Here is a very quick explanation. I'm sure the situation is analyzed in much more depth in the references in MvG's answer.

By pleating you have reduced the distance $r$ from the center of the disk to the circumference, but the length of the circumference $c$ has remained the same. There isn't room for the length $c$ of paper along the boundary to fit in the $2\pi r < c$ amount of space a flat disk would have, so it has to buckle.

In fact your shape is analogous to a disk in hyperbolic geometry, whose circumference is greater than $2\pi r$, and so it curls up when embedded in Euclidean space. The same thing happens in nature in leaves, jellyfish tentacles, and dried fruit.

If you had created pleats along radial lines instead, you'd have $c<2\pi r$ and the paper would form a cone, which is a rough approximation of spherical geometry.

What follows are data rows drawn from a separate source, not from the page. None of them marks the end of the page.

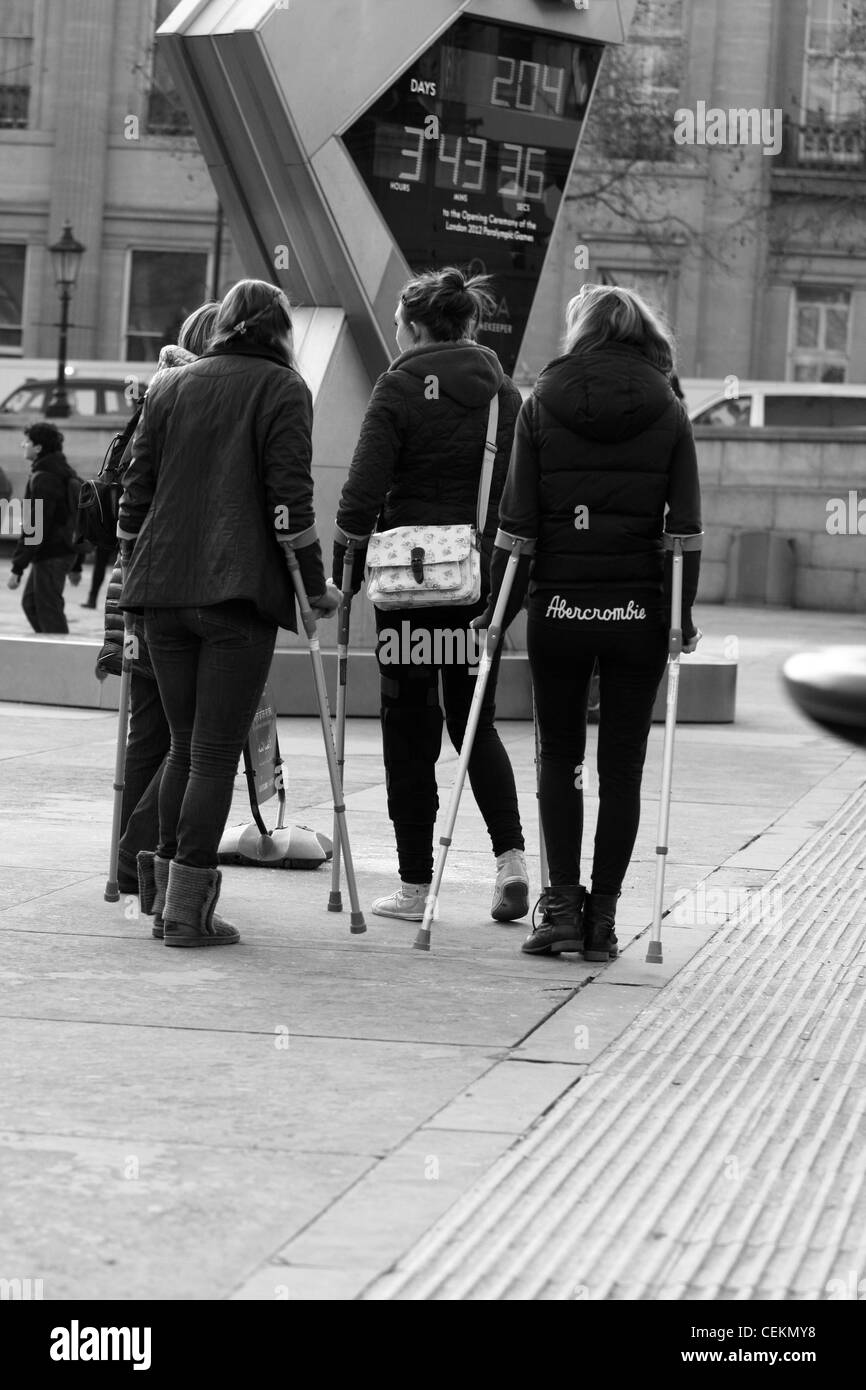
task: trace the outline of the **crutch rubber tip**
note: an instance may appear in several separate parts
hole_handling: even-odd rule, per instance
[[[429,929],[429,927],[428,927],[426,930],[424,929],[424,927],[421,927],[421,928],[419,929],[418,935],[415,937],[415,940],[412,942],[412,950],[413,950],[413,951],[429,951],[429,950],[430,950],[430,929]]]
[[[647,965],[662,965],[662,943],[651,941],[646,949]]]
[[[331,894],[330,894],[330,896],[329,896],[329,898],[328,898],[328,911],[329,911],[329,912],[342,912],[342,911],[343,911],[343,895],[342,895],[342,893],[331,893]]]
[[[360,936],[362,931],[367,930],[367,923],[364,921],[363,912],[353,912],[349,917],[349,931],[354,936]]]
[[[117,884],[114,882],[113,879],[109,879],[106,883],[105,892],[102,896],[107,903],[120,902],[120,893],[118,892]]]

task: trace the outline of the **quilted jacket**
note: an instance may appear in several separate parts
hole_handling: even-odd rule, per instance
[[[517,422],[500,524],[537,538],[530,593],[600,611],[633,598],[661,615],[662,532],[700,532],[700,487],[685,409],[639,349],[608,343],[544,369]]]
[[[135,547],[121,608],[252,602],[297,631],[278,541],[315,523],[312,398],[277,353],[214,348],[150,387],[123,475],[118,536]],[[318,542],[298,552],[323,592]]]
[[[474,524],[487,416],[496,393],[497,451],[482,540],[489,557],[520,393],[503,374],[496,354],[476,343],[411,348],[379,377],[340,498],[337,525],[366,536],[392,526]],[[486,593],[486,564],[482,570]]]
[[[151,386],[161,379],[164,372],[171,371],[175,367],[185,367],[195,360],[195,353],[187,352],[186,348],[178,347],[176,343],[166,343],[164,347],[160,348],[159,362]],[[120,460],[118,478],[126,469],[131,457],[132,440],[130,439],[123,458]],[[99,680],[104,680],[106,676],[119,676],[123,670],[124,623],[123,614],[119,607],[122,588],[123,571],[118,555],[105,591],[105,640],[99,656],[96,658],[96,675]],[[144,621],[141,617],[137,616],[133,619],[132,630],[136,637],[135,674],[155,680],[156,675],[150,663],[150,653],[144,636]]]

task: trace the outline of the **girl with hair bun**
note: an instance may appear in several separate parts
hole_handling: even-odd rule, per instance
[[[378,898],[373,911],[410,922],[422,920],[433,877],[439,808],[436,760],[443,722],[458,751],[466,730],[477,671],[470,623],[486,605],[487,564],[520,408],[520,393],[503,374],[496,354],[473,341],[494,302],[487,276],[467,278],[455,266],[413,276],[404,286],[394,315],[399,355],[373,389],[337,512],[337,583],[342,579],[346,536],[366,539],[374,529],[417,524],[474,525],[490,402],[498,396],[480,600],[451,607],[376,610],[382,746],[400,886]],[[356,555],[355,592],[363,568],[363,557]],[[389,640],[395,632],[401,636],[399,643]],[[409,640],[402,640],[407,632]],[[426,644],[422,637],[416,645],[416,633],[441,637],[438,643],[434,637]],[[424,655],[425,645],[429,662],[403,664],[413,649]],[[491,915],[508,922],[529,910],[529,885],[514,773],[494,724],[498,671],[499,652],[481,709],[469,781],[496,856]]]
[[[582,951],[587,960],[607,961],[618,951],[617,899],[637,836],[668,651],[670,564],[662,536],[701,534],[692,427],[671,389],[672,371],[671,335],[640,295],[585,285],[566,311],[564,355],[540,374],[517,422],[499,524],[505,535],[536,545],[520,560],[503,627],[528,586],[550,870],[541,920],[523,943],[529,955]],[[493,593],[479,625],[492,614],[507,555],[495,548]],[[699,549],[683,559],[689,652],[700,637],[692,620]],[[599,809],[587,893],[580,879],[583,759],[596,661]]]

• Thanks a lot Rahul. In lettuce you have many curls.why are there only two in this case? – Arthur Mamou-Mani Apr 24 '14 at 7:09
• I don't have an conclusive answer, but I can think of two reasons: (1) Paper is a much stiffer material, so it tries to minimize the amount of deformation. A two-curl saddle is the "lowest-frequency" mode for a disk to bend out of the plane. (2) Lettuce probably has much more excess material, that is, $c \gg 2\pi r$, so it needs more than two curls. See also: crochet models of hyperbolic space. – Rahul Apr 24 '14 at 18:08

You might want to look at (Non)Existence of Pleated Folds: How Paper Folds Between Creases by Demaine, Demaine, Hart, Price and Tachi from 2011. It analyses several aspects of the objects you are asking about. In particular (and for lack of time just judging from the first few pages), it claims that the version made from concentric rectangles cannot actually exist in a strict mathematical way, at least not with only the intentional creases. Additional slight creases are needed to make this work. A round version apparently would fold without creases, so your photo looks like it might agree with mathematical models of paper folding.

The authors of that paper are also good pointers for further information. Erik Demaine in particular hosts a page on Hyperbolic Paraboloids and also wrote a paper on Curved Crease Origami. I haven't researched the others as thoroughly.